The immediate signal to Brussels was symbolic but pointed: the newly elected speaker announced that the EU flag would be returned to the parliament building after Fidesz removed it in 2014, The Guardian reports. Magyar has said he wants to repair Hungary’s relationship with the EU and work to unlock billions of euros in frozen funds, money withheld over rule-of-law concerns that became a standing feature of Orbán’s later years. That creates a clear bargaining channel: Budapest can offer institutional changes that satisfy EU conditions, while the EU can release cash that a new government can use to stabilise budgets and show quick wins.

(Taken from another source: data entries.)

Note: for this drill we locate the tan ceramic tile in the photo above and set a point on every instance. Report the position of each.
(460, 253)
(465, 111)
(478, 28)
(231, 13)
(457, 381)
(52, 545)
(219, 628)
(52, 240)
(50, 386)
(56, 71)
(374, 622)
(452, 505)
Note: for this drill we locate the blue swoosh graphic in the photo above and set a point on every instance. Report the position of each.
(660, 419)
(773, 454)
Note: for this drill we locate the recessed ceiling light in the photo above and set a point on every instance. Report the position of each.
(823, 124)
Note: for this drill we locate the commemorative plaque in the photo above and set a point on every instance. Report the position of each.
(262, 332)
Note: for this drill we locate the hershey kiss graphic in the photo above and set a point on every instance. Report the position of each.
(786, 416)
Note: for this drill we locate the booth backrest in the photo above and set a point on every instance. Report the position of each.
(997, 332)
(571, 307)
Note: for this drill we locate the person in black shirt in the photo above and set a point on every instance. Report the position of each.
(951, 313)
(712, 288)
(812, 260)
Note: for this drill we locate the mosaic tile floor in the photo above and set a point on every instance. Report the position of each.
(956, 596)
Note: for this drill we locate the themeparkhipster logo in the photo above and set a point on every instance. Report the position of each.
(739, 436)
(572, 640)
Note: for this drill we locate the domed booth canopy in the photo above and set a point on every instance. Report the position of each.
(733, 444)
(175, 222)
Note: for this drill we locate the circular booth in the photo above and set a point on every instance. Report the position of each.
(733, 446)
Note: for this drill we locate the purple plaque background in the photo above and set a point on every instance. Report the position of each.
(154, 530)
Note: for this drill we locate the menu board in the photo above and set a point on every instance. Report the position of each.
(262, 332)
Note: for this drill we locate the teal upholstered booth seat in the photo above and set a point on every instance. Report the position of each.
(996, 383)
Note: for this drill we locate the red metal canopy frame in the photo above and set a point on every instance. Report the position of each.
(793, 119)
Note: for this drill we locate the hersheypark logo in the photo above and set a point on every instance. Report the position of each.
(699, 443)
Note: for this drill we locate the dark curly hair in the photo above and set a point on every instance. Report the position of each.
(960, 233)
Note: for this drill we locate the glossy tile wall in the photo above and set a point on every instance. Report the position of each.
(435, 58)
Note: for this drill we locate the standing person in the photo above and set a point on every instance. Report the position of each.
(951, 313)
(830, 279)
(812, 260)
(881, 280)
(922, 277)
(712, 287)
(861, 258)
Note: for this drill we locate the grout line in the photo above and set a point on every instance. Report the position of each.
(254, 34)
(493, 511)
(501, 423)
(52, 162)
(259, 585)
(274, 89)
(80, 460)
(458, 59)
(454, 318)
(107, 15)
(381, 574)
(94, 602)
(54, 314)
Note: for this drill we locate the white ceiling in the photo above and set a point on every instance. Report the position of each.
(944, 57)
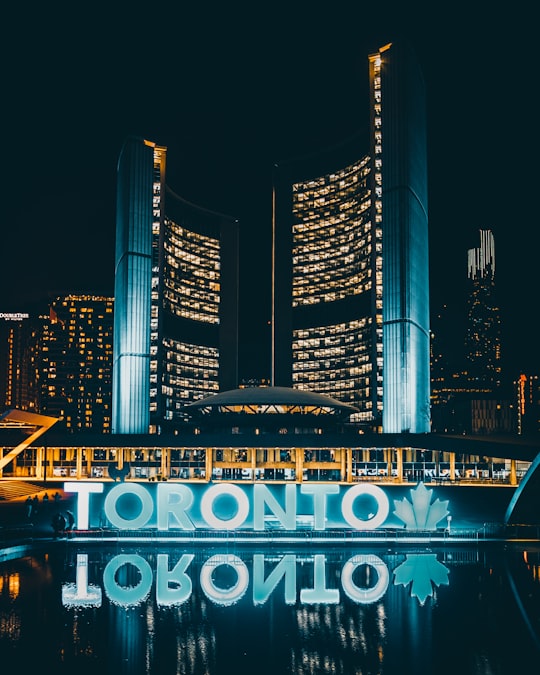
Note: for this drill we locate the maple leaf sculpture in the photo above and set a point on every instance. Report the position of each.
(419, 513)
(424, 571)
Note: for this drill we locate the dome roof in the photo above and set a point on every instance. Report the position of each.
(271, 400)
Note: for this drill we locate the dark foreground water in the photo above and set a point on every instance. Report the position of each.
(73, 608)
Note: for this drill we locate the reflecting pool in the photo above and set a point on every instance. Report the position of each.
(68, 607)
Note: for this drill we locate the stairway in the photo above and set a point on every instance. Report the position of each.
(16, 489)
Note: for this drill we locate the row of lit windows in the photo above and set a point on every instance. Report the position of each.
(191, 372)
(330, 260)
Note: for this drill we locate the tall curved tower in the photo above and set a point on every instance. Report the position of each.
(350, 305)
(176, 297)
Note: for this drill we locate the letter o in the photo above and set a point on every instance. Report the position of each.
(383, 506)
(127, 595)
(365, 595)
(223, 596)
(147, 506)
(207, 503)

The harder work is domestic. Orbán’s government spent years placing loyalists across the judiciary, state administration and much of the media landscape, leaving a new cabinet with formal power but an apparatus that may not move at the speed it wants. Magyar’s own biography complicates the break: he was previously part of Fidesz’s elite before turning on the party in 2024, publicly describing how power and wealth had been accumulated inside the system. For supporters, that makes him a credible operator who understands where the levers are; for opponents, it raises the question of how much of the old network can be dismantled without triggering institutional paralysis.
Hungary’s shift also lands in a region where EU money, energy dependency and security policy are tightly coupled. A government seeking to normalise ties with Brussels is likely to prioritise predictable compliance and access to funding over the brinkmanship that made Hungary a recurring veto threat in EU decision-making. At home, expectations appear less ideological than practical: people interviewed by The Guardian spoke about underfunded schools, children moving abroad, and the hope that a change in government makes the country more “liveable” again.
Orbán, 62, will not take a seat in the new parliament—the first since Hungary’s 1990 democratisation without him in the chamber—and has said he will instead reorganise his movement. On Saturday, in front of the same building where crowds watched the swearing-in, Hungary’s new speaker announced the EU flag would fly again.